The longer survival time of patients may be related to the use of combined treatment with surgery as the main treatment. These patients were all treated with appropriate chemotherapy and showed good treatment outcomes because of treatment sensitivity. At the gene level, we hypothesized that gene variations associated with the FA/BRCA family result in dysregulation of the DNA mismatch repair system and cause patients to easily develop tumours. However, patients with gene variations in the FA family show a heightened sensitivity to chemotherapeutic agents because of their genetic status, resulting in better therapeutic efficacy and increasing their survival time. Longer survival enables tumour susceptibility genes to reactivate the FA/BRCA pathway and other related signalling pathways to induce tumours, resulting in the formation of secondary malignancies.

The sample size of this study was small and the use of databases for alignment with whole-genome sequencing results may not have reflected the whole spectrum of genetic susceptibility polymorphisms. The analysis, deduction, and conclusions from the data may only represent characteristics of MPMN patients showing similar features. Because the incidence of MPMNs is low and most studies of this disease have focused on clinical analysis, few in-depth molecular biology studies of this disease have been conducted. More meaningful data can be obtained by genetically testing a greater number of patients to evaluate the pathogenesis of MPMN, which will help in the treatment of these patients.

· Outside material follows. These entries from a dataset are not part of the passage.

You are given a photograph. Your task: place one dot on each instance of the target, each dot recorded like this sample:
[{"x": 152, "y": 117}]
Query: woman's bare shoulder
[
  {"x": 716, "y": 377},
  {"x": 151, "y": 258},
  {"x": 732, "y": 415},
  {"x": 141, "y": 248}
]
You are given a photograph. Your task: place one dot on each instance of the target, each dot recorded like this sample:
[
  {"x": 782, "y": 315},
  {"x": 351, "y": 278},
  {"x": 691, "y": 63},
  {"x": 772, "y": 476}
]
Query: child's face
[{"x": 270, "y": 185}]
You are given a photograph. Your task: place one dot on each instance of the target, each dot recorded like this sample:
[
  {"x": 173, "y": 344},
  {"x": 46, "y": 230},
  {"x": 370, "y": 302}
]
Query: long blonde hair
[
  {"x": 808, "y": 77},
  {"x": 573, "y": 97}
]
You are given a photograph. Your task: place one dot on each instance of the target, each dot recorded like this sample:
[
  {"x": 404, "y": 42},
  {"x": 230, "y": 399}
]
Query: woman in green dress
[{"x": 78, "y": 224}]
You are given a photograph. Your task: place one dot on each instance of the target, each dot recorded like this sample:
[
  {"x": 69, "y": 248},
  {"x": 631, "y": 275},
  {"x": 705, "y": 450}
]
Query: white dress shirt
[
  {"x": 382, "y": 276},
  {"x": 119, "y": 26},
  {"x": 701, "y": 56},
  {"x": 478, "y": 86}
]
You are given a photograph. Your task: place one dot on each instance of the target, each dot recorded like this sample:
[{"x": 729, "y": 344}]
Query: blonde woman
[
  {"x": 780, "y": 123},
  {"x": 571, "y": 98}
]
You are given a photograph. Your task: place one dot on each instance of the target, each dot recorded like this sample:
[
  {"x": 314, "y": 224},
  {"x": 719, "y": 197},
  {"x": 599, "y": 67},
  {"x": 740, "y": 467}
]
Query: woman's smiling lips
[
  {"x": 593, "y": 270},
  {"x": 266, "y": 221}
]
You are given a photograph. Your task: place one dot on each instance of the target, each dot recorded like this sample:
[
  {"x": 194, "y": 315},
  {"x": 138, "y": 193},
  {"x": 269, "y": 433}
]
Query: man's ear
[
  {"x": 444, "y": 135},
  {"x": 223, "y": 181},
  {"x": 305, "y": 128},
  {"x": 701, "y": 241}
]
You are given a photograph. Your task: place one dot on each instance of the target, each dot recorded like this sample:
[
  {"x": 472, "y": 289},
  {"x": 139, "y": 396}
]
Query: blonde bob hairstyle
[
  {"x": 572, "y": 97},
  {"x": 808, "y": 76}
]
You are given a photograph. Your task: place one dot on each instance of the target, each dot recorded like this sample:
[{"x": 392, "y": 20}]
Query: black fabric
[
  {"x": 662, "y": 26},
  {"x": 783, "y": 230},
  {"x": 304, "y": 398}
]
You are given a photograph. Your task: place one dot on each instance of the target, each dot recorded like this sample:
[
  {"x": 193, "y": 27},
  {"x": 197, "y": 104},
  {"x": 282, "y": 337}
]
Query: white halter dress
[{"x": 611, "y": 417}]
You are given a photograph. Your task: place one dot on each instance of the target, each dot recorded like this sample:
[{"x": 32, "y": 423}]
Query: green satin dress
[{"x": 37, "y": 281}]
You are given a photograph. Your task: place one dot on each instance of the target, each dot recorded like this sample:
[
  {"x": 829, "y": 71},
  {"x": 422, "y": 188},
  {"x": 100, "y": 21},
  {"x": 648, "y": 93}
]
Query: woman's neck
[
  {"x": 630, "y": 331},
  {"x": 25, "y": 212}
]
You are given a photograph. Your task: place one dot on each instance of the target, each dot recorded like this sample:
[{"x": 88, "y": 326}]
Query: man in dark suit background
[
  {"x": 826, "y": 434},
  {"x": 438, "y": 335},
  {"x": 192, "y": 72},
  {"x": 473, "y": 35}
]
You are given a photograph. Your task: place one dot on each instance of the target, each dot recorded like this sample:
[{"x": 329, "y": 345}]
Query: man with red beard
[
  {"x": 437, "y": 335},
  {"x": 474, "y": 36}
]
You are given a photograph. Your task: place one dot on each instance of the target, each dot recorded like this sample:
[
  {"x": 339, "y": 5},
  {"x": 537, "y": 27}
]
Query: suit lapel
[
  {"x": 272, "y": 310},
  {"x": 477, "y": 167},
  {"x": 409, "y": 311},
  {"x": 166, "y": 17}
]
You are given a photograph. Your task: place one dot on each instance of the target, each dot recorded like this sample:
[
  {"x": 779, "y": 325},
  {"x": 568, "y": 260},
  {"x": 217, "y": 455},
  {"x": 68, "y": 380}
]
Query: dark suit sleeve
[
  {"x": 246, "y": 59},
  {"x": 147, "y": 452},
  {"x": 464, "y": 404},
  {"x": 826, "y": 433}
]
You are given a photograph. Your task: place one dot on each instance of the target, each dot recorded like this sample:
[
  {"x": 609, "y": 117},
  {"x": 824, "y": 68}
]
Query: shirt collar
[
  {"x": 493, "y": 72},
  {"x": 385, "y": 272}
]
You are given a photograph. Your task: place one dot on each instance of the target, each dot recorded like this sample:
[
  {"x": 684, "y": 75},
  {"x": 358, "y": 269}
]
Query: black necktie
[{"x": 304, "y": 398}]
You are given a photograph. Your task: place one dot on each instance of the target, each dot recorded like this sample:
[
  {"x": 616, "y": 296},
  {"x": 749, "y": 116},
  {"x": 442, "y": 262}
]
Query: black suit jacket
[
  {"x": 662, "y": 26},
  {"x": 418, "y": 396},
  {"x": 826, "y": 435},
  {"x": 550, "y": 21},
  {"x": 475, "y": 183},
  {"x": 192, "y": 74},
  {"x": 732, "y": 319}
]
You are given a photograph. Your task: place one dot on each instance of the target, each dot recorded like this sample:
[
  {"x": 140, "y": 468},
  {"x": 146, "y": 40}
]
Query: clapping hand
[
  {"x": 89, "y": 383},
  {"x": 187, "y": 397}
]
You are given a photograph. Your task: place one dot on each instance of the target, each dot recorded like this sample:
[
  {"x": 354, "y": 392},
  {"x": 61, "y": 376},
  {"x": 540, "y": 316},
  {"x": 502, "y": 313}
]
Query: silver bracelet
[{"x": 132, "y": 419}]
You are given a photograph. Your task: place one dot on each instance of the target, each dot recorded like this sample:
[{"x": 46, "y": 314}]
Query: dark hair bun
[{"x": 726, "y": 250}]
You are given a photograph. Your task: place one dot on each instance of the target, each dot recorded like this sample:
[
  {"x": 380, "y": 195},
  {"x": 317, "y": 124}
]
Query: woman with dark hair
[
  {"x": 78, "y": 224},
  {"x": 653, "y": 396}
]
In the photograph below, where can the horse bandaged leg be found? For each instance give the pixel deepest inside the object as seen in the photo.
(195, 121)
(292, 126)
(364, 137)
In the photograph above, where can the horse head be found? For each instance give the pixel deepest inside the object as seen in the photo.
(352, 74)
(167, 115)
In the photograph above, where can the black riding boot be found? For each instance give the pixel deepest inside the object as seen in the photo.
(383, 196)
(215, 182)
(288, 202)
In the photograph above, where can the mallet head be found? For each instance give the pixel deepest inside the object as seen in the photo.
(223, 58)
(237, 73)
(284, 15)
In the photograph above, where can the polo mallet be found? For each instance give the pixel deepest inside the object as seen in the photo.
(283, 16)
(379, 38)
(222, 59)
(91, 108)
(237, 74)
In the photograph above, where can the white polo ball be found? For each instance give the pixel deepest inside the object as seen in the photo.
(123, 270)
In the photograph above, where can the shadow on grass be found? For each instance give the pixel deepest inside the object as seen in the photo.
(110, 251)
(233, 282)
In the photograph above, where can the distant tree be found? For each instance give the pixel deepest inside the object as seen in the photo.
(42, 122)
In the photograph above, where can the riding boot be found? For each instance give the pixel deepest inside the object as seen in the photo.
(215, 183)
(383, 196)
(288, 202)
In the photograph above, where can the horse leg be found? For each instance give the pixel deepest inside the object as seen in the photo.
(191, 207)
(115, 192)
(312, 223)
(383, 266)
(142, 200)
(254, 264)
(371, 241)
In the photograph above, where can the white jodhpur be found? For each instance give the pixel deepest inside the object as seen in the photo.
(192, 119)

Cases of more than three primary cancers are very rare. This study analyzed the genetic susceptibility of gene polymorphisms in patients with multiple primary malignant neoplasms and examined the possible pathogenesis. It was found that the varied genes in patients which revealed that the genes are involved in the Fanconi anaemia pathway. Defects in DNA damage repair involved in the Fanconi anaemia pathway may be one of the causes of multiple primary cancers.

Ethical approval

All procedures performed in studies involving human participants were in accordance with the ethical standards of the institutional and/or national research committee and with the 1964 Declaration of Helsinki and its later amendments or comparable ethical standards.

Informed consent

Informed consent was obtained from all individual participants included in the study.

Acknowledgements

The authors thank Zheling Chen and Yisong Xu for excellent technical assistance.

Disclosure statement

The authors report no conflict of interest.

Data availability

All data generated or analysed during this study are included in this published article

Additional information

Funding

This work was supported by the [Fundamental Research Funds of the First Affiliated Hospital of XI'an Jiao Tong University] under Grant [number 2017QN-08]. Ethical approval number:XJTU1AF2017LSK-132.